The Rector said he paid 97% of old debts he inherited while none of the over 50 court cases against the institution was successful.

“I inherited over 50 court cases and they keep coming up and not even one of those who took us to Court won and the cases are unending. There are other contractors who finished their work and were not paid, even while the academy was still being funded.” Effedua maintained.

The institution, he said had in recent times regained its superior academic reputation while her cadets have began to be accorded respect in the maritime industry.

“Our cadets are the best so far for now, we won the award as the best maritime training provider in 2019 and I am sure the award will remain here forever. The simulators are state of the art and are in Billions of Naira, we did not get any loan.

“Before now our cadets go with one certificate, now they go with about five to six certificates because the mandatory short courses they would have had to come back for pay for them, we are doing it for them free. So they are better marketable than their seniors because they are now members of the Nautical Institute UK and EMEREST UK.
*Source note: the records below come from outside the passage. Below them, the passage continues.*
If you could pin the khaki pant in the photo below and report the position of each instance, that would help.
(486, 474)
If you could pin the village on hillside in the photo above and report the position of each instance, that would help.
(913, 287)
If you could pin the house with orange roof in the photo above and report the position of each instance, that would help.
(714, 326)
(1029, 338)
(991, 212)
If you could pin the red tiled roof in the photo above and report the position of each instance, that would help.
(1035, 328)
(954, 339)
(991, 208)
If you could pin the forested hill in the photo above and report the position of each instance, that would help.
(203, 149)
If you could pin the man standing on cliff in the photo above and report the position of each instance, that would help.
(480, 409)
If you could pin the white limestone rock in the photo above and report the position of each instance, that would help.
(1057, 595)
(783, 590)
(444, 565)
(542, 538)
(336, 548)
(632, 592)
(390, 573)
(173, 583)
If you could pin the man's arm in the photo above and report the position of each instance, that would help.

“We have over 60 of our courses accredited. They all have free laptops. where did we get the money from, we blocked leakages. They all have books. before they were 18/1 in a room, now we have just two in a room. it’s almost life a two-star hotel. Feeding has been remarkably improved.

“Equatorial Guinea wrote us three weeks ago that they want to send their cadets here. about 2135 professionals from the maritime industry have been trained here in the last few years.

“IMO were so happy with us that they donated 2000 books to us. The new engineering workshop is my next target. The exhibition hall will be a kind of museum. where they will cannibalize a vessel in parts. To train cadets on the functionality of a ship.” He explained.

On Corporate social responsibility, the Rector said that the institution donated three computer centres to three secondary schools in Oron, bought over 500 JAMB forms for indegenes of the area and donated 1,000 litres of fuel weekly to the General Hospital at Iquita in Oron.